Q: Can you describe what Radio Row was like before the World Trade Center was built there? People, shops, homes, etc?
Answered by Mike Wallace:
On the surface Radio Row was just a wholesale/retail/resale outlet area, bounded by West, Church, Liberty, and Vesey Streets, with its axis along Cortlandt Street. From the 1920s on, its dilapidated old buildings, featuring radios and parts (some obtained from radio operators whose ships docked at nearby westside piers) drew radio amateurs from far and wide to get components to build devices and set up stations. After the second war, Radio Row sold war surplus electronics (equipment that originally cost thousands went for $25-50), televisions, radios, and high-fidelity sound equipment and parts, and particularly an infinite variety of vacuum tubes, the goods piled so high they spilled out onto the street. As late as the 60s the district had the largest concentration of electronic parts and equipment stores anywhere in Gotham.
I suspect, however, it was more than just a consumer outlet area, like Canal Street or later 47th Street, but something of a petrie dish for a then nascent electronics industry.
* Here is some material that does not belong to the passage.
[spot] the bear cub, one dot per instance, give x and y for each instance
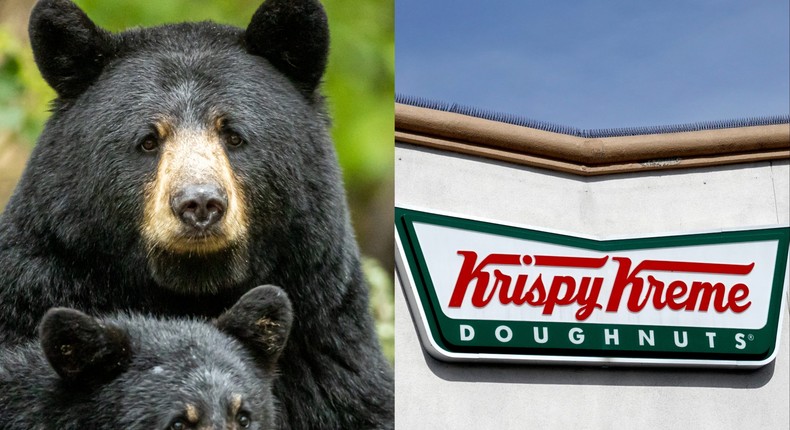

Some important firms grew up there, like that of Charles Avnet, who began selling surplus radio parts in 1921, went on to produce radio antennas during the war for the military, merged with two other Courtland Street denizens, and expanded to become a major electronics company (and then moved away). The area's destruction by the WTC may perhaps have contributed to one of the most puzzling questions of NYC's recent history‹why California, and not Gotham, became host to Silicon Valley.
New York had long been a leader in the development of new communications technologies. It had crucibled the telegraph, hi-speed printing presses, motion pictures, radio, and tv, and rolled over its primacy with each new invention. As late as the 1950s, Gotham seemed poised to do the same with computers, but it proved to be the invention that didn't bark in the night. Despite the area's pioneering work in transistor development, despite the regional presence of Bell Labs and IBM, despite wartime electronics contracts and a thriving electrical engineering area in Radio Row, it would be Silicon Valley, not Silicon Alley that captured the lead.
To some extent, it may be that New York shot itself in the foot; the World Trade Center's being erected on the ruins of Radio Row was emblematic of a widespread demolition of manufacturing facilities around town and their replacement with office towers, and the city passed up opportunities to develop university-based hi tech engineering centers a la Stanford or MIT. There were many other reasons for New York's faltering, such as the mammoth flow of military contracts that galvanized aerospace development in California, Massachusetts, Texas and Florida, but the future may yet judge that we managed to nip our own computer industry in the bud. And who knows what possibilities may yet be precluded if we throw up millions of square feet of office space downtown rather than diversifying its economy; we may be set to repeat the very same mistakes we made before.